Estimate Super Bowl QR ad sign-ups
Company: Coinbase
Role: Data Scientist
Category: Analytics & Experimentation
Difficulty: hard
Interview Round: Technical Screen
CoinFactory ran a 60-second Super Bowl TV spot on 2025-02-09 with a QR code to a signup page; successful sign-ups receive a $15 coupon. You must estimate incremental sign-ups attributable to the ad in the first 48 hours and quantify uncertainty.
Provide a concrete plan that includes:
1) Identification: propose at least two distinct methods (e.g., high-frequency time-series counterfactual with synthetic control, geo-lift/DiD with control DMAs, calibrated MMM short-horizon attribution). State the identifying assumptions explicitly.
2) Data you would use: minute-level traffic/sign-ups for the prior 8 comparable Sundays, QR UTM-tagged sessions and device/IP de-dup rules, coupon issuance/redemption logs (coupon_id, user_id, issued_at, redeemed_at), TV air-times/GRPs by DMA, press mentions timestamps, bot-filtering heuristics, app store ranking changes, and site latency/error logs.
3) De-duplication and leakage: handle multi-device scans, dark social reshares of the QR URL, bots, and post-game press coverage spillover. Explain how you’ll separate organic baseline from paid lift and how to attribute delayed sign-ups within the 48h window.

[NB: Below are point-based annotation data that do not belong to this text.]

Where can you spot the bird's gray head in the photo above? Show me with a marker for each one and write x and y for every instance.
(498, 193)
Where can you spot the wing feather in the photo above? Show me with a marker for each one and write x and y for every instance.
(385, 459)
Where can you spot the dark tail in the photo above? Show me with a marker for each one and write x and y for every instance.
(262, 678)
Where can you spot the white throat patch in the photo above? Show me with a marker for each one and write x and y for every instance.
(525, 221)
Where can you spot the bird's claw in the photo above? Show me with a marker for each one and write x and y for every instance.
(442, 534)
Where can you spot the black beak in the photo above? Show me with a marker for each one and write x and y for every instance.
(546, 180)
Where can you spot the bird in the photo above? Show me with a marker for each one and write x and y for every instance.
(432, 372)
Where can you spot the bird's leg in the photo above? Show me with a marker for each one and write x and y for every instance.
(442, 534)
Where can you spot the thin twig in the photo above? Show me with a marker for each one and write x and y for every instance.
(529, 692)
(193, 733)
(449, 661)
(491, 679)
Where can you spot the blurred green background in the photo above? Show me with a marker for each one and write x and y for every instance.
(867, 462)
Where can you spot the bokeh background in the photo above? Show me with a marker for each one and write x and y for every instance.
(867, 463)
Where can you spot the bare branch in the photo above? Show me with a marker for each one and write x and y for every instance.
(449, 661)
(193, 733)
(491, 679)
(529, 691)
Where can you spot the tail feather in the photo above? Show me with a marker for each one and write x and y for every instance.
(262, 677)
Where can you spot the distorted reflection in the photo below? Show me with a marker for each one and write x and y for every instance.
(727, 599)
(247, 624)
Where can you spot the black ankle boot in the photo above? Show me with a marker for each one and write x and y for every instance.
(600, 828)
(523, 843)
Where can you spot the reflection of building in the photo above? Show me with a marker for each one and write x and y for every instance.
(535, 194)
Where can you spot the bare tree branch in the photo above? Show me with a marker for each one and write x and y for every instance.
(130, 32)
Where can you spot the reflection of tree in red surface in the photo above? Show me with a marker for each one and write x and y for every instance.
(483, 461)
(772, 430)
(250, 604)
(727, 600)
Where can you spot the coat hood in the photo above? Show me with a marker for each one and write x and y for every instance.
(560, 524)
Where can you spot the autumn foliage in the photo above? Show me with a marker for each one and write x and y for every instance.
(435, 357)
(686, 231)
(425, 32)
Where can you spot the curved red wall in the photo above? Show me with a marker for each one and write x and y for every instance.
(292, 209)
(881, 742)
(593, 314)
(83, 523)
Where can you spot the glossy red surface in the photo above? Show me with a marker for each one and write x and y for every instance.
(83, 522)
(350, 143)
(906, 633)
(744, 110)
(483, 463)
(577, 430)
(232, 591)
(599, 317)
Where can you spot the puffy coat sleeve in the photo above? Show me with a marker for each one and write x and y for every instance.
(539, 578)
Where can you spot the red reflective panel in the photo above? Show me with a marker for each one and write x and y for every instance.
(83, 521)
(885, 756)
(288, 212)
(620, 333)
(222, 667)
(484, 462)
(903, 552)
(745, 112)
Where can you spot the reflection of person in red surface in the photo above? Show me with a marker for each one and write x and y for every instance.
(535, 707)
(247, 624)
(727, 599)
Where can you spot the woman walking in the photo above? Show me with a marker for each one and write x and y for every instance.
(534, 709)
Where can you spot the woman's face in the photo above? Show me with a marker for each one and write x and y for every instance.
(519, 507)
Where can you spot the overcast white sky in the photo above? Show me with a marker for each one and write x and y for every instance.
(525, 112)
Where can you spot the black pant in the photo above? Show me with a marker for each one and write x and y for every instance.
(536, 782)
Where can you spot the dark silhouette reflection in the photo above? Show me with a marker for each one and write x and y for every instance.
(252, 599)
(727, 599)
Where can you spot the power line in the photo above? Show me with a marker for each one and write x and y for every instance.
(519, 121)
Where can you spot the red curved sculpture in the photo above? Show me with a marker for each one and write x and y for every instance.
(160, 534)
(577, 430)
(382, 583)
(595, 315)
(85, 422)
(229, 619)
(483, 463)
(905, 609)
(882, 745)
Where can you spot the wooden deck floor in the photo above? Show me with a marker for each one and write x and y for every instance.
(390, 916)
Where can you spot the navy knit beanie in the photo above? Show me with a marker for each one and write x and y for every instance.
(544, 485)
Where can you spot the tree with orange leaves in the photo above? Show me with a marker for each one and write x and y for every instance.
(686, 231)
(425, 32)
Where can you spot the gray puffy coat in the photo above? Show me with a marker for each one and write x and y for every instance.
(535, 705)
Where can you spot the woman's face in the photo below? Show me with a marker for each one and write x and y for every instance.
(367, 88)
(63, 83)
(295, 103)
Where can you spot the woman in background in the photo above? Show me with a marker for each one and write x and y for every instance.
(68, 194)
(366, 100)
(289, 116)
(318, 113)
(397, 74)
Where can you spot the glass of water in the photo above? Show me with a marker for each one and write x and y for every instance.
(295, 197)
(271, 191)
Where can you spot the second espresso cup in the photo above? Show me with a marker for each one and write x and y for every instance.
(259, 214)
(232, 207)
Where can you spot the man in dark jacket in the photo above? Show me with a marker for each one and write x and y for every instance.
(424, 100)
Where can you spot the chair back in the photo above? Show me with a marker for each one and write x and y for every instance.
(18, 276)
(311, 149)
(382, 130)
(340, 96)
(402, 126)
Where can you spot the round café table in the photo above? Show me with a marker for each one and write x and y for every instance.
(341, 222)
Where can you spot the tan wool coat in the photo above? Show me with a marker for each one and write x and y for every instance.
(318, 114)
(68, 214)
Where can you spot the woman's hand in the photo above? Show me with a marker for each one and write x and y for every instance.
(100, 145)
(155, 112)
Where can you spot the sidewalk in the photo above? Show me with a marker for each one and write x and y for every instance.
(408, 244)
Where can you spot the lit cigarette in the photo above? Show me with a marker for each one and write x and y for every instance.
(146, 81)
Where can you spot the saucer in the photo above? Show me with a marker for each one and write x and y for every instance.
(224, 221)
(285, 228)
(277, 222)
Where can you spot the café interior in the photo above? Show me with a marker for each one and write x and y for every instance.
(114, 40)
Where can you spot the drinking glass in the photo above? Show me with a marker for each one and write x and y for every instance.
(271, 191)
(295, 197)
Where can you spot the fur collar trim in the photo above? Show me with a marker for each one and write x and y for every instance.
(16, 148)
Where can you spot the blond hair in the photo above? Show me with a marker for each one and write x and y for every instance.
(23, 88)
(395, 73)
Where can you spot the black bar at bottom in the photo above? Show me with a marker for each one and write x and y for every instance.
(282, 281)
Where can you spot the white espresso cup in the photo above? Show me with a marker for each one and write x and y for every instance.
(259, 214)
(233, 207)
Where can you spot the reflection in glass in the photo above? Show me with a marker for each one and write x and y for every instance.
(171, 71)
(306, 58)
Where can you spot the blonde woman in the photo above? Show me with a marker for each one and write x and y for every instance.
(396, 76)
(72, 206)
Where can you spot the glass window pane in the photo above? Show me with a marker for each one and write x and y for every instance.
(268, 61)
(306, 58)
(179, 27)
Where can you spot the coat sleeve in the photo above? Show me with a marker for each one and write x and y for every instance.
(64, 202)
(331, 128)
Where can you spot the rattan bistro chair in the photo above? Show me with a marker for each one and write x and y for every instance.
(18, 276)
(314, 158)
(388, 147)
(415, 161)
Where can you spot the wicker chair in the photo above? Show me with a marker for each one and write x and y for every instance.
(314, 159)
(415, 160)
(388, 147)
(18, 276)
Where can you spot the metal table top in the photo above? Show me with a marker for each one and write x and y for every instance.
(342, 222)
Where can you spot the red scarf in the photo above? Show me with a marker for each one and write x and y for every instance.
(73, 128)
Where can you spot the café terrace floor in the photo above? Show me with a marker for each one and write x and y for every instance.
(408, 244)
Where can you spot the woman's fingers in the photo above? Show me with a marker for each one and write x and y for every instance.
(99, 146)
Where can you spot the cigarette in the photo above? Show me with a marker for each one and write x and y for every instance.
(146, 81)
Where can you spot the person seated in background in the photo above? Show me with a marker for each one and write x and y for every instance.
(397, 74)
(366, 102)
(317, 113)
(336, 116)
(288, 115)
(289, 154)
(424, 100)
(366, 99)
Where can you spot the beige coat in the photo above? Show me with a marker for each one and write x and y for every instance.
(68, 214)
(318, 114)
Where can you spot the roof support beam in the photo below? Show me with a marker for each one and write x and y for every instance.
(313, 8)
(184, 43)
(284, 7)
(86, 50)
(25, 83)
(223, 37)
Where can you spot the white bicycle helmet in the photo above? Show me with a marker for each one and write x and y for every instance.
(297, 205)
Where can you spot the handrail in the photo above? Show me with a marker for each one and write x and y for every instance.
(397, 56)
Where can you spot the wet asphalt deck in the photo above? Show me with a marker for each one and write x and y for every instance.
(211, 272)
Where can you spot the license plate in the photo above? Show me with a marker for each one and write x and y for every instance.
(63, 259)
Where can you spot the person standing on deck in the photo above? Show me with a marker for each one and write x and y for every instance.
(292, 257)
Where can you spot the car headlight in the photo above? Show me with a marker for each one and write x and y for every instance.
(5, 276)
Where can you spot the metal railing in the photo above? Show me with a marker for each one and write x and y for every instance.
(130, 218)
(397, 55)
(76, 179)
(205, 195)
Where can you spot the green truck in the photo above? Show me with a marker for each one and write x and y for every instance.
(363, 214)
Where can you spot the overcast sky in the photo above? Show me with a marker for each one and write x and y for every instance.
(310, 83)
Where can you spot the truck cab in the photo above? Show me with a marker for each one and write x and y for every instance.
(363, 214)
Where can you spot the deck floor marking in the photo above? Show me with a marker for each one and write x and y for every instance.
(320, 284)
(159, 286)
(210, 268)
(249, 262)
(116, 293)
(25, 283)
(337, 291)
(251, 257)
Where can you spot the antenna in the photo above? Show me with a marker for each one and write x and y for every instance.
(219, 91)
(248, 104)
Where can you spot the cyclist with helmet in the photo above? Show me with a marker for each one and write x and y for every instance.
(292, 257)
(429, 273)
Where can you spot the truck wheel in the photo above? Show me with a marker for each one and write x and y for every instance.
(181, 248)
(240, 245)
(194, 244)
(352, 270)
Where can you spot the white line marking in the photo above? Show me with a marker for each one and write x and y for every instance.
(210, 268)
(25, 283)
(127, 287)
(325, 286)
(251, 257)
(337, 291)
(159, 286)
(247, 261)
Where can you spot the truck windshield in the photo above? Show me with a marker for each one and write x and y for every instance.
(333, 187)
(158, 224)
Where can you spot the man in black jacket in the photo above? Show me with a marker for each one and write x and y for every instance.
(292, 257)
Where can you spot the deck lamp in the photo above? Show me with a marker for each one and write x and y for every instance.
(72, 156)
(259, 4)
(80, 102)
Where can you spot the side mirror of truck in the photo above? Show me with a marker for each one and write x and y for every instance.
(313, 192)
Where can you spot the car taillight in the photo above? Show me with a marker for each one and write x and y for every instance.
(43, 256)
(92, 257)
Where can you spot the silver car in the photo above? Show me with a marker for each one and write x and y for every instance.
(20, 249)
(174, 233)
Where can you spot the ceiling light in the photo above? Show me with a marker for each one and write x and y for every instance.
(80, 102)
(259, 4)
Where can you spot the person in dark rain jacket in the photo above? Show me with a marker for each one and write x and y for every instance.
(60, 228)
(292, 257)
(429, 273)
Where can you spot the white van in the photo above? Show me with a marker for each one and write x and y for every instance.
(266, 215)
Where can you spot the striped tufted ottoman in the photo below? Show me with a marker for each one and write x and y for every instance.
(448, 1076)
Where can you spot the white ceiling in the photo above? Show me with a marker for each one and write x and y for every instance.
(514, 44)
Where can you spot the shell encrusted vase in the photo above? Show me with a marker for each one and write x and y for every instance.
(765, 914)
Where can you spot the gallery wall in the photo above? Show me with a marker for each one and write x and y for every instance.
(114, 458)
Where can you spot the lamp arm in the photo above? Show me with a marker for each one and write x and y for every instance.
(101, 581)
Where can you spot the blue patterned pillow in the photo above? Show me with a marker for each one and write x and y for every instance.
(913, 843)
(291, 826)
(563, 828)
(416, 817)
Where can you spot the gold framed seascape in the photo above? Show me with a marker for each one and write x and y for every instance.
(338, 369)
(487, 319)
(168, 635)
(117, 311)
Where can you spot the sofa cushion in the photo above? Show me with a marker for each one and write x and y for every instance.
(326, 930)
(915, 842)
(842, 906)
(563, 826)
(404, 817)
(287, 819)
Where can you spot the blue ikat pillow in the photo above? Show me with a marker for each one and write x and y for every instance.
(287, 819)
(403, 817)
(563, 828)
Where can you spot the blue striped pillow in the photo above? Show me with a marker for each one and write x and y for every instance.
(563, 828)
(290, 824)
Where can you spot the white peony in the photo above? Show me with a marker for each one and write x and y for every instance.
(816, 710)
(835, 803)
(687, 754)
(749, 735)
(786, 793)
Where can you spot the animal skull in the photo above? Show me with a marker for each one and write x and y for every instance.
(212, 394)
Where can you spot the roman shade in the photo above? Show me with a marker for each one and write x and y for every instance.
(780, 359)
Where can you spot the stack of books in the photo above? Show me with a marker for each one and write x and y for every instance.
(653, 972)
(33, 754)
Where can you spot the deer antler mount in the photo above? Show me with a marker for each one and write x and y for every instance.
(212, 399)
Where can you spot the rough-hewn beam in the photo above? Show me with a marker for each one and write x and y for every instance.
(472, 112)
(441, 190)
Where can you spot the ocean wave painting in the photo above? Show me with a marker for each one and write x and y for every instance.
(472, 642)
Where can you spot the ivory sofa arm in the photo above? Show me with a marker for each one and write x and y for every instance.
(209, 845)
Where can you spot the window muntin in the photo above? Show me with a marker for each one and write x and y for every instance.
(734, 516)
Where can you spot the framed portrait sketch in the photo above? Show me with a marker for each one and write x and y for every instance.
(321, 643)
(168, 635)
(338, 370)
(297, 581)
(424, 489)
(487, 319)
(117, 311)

4) Back-of-the-envelope (compute): Suppose the logs show 12,000,000 QR scans, 40% remain after de-dup, landing→signup conversion is 22%, baseline is 50,000 sign-ups/day (absent the ad), and press coverage added an 8% lift to the baseline for the first 24h. A competitor ran a similar QR ad in 8 DMAs that constitute 12% of our reach and cannibalized 25% of our QR traffic there. Estimate incremental sign-ups and provide a 90% CI using a reasonable variance model; show each adjustment step (baseline subtraction, cannibalization, spillover).
5) Validation: cross-check with coupon redemptions (assume 20% redeem within 7 days) and with geo heterogeneity. Describe how you’d reconcile differences across the methods and decide on the final estimate.
Quick Answer: This question evaluates a data scientist's proficiency in causal inference and attribution, high-frequency time-series and geo-experimental design, event-level instrumentation and de-duplication, and statistical uncertainty quantification.